Weighting to Estimate Partial Effects
Many times, the causal effect of one variable on another will vary across different subpopulations. For instance, in a drug trial, the study compares the average effect of being in the treatment versus control arms on drug outcomes. However, if the drug has heterogeneous treatment effects on outcomes depending on age, one may want to estimate the average partial effects of the drug.

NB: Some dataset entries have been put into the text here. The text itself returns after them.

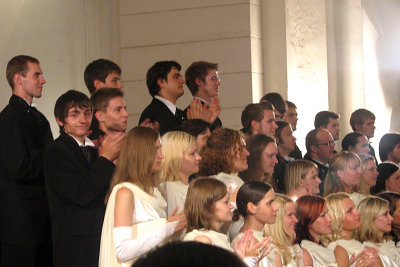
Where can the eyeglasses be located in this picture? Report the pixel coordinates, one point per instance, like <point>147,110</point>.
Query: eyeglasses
<point>215,78</point>
<point>330,143</point>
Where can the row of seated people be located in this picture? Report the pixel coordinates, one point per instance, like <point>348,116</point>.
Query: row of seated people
<point>63,183</point>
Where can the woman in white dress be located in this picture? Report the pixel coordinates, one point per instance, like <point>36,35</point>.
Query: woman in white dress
<point>207,207</point>
<point>314,222</point>
<point>180,161</point>
<point>375,229</point>
<point>301,178</point>
<point>135,219</point>
<point>344,173</point>
<point>346,219</point>
<point>283,234</point>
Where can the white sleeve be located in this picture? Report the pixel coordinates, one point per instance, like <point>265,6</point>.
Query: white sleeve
<point>128,248</point>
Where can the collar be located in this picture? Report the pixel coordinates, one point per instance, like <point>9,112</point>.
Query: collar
<point>88,142</point>
<point>171,106</point>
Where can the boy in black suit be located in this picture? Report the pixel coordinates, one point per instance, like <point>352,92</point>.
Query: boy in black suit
<point>77,180</point>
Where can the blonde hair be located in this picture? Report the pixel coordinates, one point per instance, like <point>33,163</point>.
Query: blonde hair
<point>174,145</point>
<point>199,206</point>
<point>136,160</point>
<point>334,203</point>
<point>341,161</point>
<point>281,239</point>
<point>296,171</point>
<point>370,209</point>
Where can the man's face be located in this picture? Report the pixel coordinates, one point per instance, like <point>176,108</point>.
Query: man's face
<point>32,82</point>
<point>173,86</point>
<point>211,84</point>
<point>115,118</point>
<point>291,117</point>
<point>333,128</point>
<point>77,122</point>
<point>367,128</point>
<point>325,146</point>
<point>113,80</point>
<point>267,125</point>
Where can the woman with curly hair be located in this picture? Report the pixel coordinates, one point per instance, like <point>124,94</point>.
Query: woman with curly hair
<point>180,161</point>
<point>375,229</point>
<point>346,219</point>
<point>283,233</point>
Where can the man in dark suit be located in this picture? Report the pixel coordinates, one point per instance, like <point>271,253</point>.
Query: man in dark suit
<point>25,132</point>
<point>77,180</point>
<point>165,84</point>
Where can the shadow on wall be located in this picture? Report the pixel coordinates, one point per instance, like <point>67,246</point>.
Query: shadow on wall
<point>384,15</point>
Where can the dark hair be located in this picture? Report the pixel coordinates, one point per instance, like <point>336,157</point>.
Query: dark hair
<point>188,254</point>
<point>385,170</point>
<point>359,116</point>
<point>254,112</point>
<point>99,70</point>
<point>351,139</point>
<point>68,100</point>
<point>198,70</point>
<point>277,101</point>
<point>387,144</point>
<point>18,64</point>
<point>392,198</point>
<point>158,71</point>
<point>194,126</point>
<point>322,118</point>
<point>308,209</point>
<point>251,191</point>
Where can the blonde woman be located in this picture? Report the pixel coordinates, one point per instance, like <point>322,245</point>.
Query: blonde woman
<point>135,219</point>
<point>368,179</point>
<point>375,229</point>
<point>344,173</point>
<point>346,219</point>
<point>180,161</point>
<point>283,234</point>
<point>301,178</point>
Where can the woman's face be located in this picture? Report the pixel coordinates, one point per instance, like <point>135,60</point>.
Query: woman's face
<point>190,161</point>
<point>239,160</point>
<point>384,222</point>
<point>222,210</point>
<point>289,219</point>
<point>268,158</point>
<point>322,225</point>
<point>351,216</point>
<point>312,180</point>
<point>265,211</point>
<point>393,182</point>
<point>370,173</point>
<point>351,175</point>
<point>158,157</point>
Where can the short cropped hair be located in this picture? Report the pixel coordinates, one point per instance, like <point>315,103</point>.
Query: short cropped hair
<point>254,112</point>
<point>99,70</point>
<point>277,100</point>
<point>68,100</point>
<point>158,71</point>
<point>359,116</point>
<point>198,69</point>
<point>101,98</point>
<point>322,118</point>
<point>387,144</point>
<point>18,64</point>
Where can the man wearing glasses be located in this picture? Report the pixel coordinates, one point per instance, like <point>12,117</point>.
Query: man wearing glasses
<point>203,82</point>
<point>320,149</point>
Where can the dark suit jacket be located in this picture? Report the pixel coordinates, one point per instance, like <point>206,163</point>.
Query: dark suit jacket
<point>76,191</point>
<point>24,215</point>
<point>322,172</point>
<point>158,111</point>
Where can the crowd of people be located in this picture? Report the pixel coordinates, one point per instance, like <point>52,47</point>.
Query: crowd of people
<point>179,188</point>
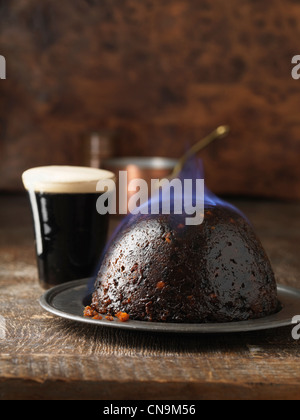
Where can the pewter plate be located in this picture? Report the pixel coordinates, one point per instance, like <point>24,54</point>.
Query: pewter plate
<point>69,299</point>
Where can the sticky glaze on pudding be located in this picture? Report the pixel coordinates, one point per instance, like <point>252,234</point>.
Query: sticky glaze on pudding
<point>157,269</point>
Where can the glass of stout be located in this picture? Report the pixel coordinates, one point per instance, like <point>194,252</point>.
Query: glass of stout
<point>70,235</point>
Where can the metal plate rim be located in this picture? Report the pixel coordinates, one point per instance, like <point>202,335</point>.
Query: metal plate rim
<point>54,299</point>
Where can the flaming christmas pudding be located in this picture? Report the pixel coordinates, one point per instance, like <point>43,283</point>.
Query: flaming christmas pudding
<point>158,269</point>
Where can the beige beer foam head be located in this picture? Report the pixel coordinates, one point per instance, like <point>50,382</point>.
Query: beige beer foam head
<point>64,179</point>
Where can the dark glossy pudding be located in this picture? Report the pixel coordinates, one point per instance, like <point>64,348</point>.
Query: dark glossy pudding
<point>160,270</point>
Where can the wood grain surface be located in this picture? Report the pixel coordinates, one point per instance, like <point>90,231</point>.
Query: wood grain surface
<point>162,74</point>
<point>45,357</point>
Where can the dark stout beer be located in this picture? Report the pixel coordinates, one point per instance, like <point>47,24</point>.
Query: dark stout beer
<point>70,234</point>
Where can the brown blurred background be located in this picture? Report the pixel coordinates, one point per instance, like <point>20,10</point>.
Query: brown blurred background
<point>162,74</point>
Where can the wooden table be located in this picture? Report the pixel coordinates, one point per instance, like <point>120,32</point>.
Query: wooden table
<point>44,357</point>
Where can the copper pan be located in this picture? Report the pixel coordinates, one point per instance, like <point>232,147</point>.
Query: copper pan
<point>149,168</point>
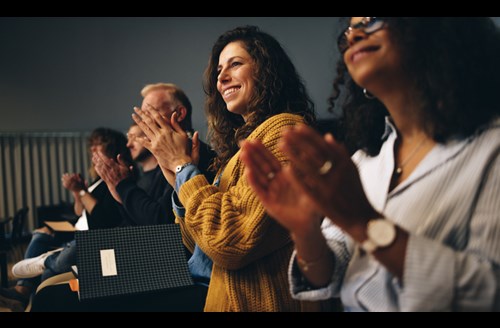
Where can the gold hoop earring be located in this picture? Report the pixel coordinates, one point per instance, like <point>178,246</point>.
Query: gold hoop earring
<point>367,94</point>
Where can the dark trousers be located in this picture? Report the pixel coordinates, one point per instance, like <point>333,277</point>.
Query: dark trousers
<point>59,298</point>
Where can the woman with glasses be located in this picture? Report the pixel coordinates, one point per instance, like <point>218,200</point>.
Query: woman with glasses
<point>412,221</point>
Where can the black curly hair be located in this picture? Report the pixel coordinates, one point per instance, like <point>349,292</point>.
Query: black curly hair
<point>278,89</point>
<point>454,64</point>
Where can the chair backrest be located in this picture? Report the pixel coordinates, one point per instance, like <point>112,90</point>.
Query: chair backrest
<point>18,224</point>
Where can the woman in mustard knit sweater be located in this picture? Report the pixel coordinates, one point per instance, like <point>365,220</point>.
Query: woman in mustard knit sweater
<point>253,92</point>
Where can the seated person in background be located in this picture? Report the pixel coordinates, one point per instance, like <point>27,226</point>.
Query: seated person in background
<point>94,204</point>
<point>167,99</point>
<point>413,219</point>
<point>147,200</point>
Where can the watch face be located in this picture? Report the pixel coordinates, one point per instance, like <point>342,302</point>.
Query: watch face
<point>381,232</point>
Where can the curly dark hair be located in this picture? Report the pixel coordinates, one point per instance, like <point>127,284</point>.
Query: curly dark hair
<point>114,143</point>
<point>454,64</point>
<point>278,89</point>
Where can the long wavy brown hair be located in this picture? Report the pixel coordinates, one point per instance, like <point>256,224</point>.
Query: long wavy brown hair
<point>454,63</point>
<point>278,89</point>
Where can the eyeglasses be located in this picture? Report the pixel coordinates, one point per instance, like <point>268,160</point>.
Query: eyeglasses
<point>368,25</point>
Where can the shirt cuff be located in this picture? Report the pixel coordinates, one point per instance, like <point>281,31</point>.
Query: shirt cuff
<point>183,176</point>
<point>301,289</point>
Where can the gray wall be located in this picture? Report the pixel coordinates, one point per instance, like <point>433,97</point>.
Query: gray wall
<point>60,74</point>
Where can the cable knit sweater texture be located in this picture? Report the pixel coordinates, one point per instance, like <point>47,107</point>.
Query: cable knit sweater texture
<point>249,249</point>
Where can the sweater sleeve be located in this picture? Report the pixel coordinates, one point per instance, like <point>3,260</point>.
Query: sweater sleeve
<point>228,222</point>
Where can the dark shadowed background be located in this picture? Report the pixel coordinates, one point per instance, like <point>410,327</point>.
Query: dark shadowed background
<point>74,74</point>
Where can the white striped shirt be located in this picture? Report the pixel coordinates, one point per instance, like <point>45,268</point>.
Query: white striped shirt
<point>451,208</point>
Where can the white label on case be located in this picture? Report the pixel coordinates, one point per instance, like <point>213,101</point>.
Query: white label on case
<point>108,262</point>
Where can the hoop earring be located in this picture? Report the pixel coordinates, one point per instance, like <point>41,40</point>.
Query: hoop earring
<point>367,94</point>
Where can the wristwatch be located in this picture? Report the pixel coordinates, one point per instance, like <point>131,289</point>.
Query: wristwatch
<point>179,168</point>
<point>381,233</point>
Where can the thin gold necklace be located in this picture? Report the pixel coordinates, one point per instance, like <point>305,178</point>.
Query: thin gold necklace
<point>399,169</point>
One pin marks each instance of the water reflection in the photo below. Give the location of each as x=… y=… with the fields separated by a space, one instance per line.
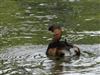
x=32 y=60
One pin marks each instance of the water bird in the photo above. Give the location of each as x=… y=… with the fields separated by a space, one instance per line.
x=58 y=48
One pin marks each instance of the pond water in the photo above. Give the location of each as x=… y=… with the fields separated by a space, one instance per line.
x=24 y=36
x=31 y=60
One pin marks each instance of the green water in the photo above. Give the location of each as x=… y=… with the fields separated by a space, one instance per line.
x=24 y=36
x=26 y=21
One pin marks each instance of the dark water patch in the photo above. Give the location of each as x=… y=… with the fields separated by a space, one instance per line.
x=32 y=60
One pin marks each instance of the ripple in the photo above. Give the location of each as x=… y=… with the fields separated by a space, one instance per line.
x=32 y=60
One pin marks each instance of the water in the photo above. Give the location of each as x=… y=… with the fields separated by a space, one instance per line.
x=24 y=36
x=31 y=60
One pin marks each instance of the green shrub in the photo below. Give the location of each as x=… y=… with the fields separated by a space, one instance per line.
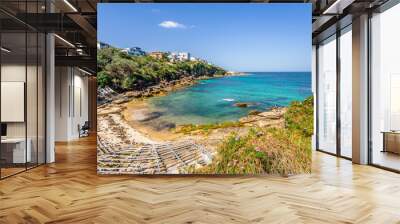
x=103 y=79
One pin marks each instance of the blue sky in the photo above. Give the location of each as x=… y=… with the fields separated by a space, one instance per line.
x=238 y=37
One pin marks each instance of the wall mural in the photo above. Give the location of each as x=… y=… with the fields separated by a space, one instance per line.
x=204 y=89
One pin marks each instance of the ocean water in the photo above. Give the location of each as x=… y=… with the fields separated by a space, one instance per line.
x=213 y=100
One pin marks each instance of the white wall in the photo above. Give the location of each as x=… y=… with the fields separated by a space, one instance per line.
x=70 y=109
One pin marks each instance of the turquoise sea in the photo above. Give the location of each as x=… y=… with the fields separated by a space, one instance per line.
x=213 y=100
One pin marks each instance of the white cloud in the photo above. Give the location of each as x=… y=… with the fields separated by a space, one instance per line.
x=171 y=25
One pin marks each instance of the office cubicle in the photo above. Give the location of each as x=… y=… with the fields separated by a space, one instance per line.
x=22 y=106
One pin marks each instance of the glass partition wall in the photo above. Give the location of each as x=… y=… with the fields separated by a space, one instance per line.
x=22 y=98
x=334 y=94
x=385 y=89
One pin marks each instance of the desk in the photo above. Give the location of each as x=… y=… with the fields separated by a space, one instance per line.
x=17 y=150
x=391 y=141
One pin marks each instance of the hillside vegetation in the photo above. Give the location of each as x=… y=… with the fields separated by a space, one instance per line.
x=122 y=72
x=283 y=151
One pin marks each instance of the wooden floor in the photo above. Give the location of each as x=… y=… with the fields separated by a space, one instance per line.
x=69 y=191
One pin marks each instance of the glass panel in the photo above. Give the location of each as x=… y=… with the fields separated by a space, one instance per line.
x=346 y=93
x=13 y=89
x=385 y=92
x=327 y=96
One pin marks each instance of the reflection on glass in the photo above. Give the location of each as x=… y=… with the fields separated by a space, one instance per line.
x=327 y=96
x=346 y=93
x=14 y=153
x=386 y=89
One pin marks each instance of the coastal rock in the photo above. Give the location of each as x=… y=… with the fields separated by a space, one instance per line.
x=254 y=112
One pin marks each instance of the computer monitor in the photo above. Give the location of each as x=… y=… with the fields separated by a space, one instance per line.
x=3 y=129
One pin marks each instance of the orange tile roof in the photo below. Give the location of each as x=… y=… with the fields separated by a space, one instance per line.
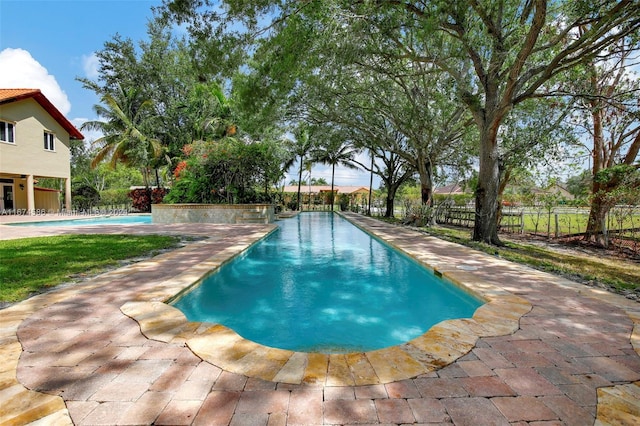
x=13 y=95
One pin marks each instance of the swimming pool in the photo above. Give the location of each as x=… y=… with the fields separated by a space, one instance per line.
x=320 y=284
x=133 y=219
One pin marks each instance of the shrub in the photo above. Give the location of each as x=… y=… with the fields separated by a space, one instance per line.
x=114 y=197
x=142 y=198
x=84 y=197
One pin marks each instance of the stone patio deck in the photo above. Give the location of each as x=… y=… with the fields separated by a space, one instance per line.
x=73 y=356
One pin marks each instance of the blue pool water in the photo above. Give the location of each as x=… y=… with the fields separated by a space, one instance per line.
x=320 y=284
x=101 y=220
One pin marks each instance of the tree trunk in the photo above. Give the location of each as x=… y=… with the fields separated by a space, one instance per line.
x=426 y=181
x=486 y=218
x=333 y=171
x=299 y=201
x=391 y=195
x=596 y=227
x=597 y=215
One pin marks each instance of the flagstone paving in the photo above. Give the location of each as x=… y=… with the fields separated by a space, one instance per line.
x=73 y=356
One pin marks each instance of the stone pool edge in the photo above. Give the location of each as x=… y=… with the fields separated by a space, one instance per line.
x=441 y=345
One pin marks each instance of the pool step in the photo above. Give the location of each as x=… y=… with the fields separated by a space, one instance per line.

Assume that the sample has more old people than young people relative to the population at large. In this case, OLS would not be able to estimate the partial effect since the old people are over-represented in the sample. Additionally:
In least squares estimation, observations with extreme values of the explanatory variables have particularly large influence on the estimates. As a result, the weighted average of the rural and urban effects [in my example, young and old] identified by OLS depends not only on the sample shares of the two sectors, but also on how the within-sector variance of X differs between the two sectors… By reweighting the sample to get the sectoral shares in line with the population shares, WLS eliminates the first reason that OLS fails to identify the population average partial effect, but it does not eliminate the second. As a result, the WLS estimator and the OLS estimator identify different weighted averages of the heterogeneous effects, and neither one identifies the population average effect.
- Do not believe that in the presence of unmodeled heterogeneous effects, weighting to reflect population shares generally identifies the population average partial effect.
- Contrasting the weighted and unweighted estimates can serve as a test for misspecification. The failure to model heterogeneous effects is one sort of misspecification that can generate a significant contrast.
- Where heterogeneous effects are salient, study the heterogeneity don’t ust try to average it out.
In situations in which you might be inclined to weight, it often is useful to report both weighted and unweighted estimates and to discuss what the contrast implies for the interpretation of the results. And, in many of the situations we have discussed, it is advisable to use robust standard error estimates.
- Gary Solon, Steven J. Haider, Jeffrey Wooldridge (2013). WHAT ARE WE WEIGHTING FOR? NBER Working Paper 18859.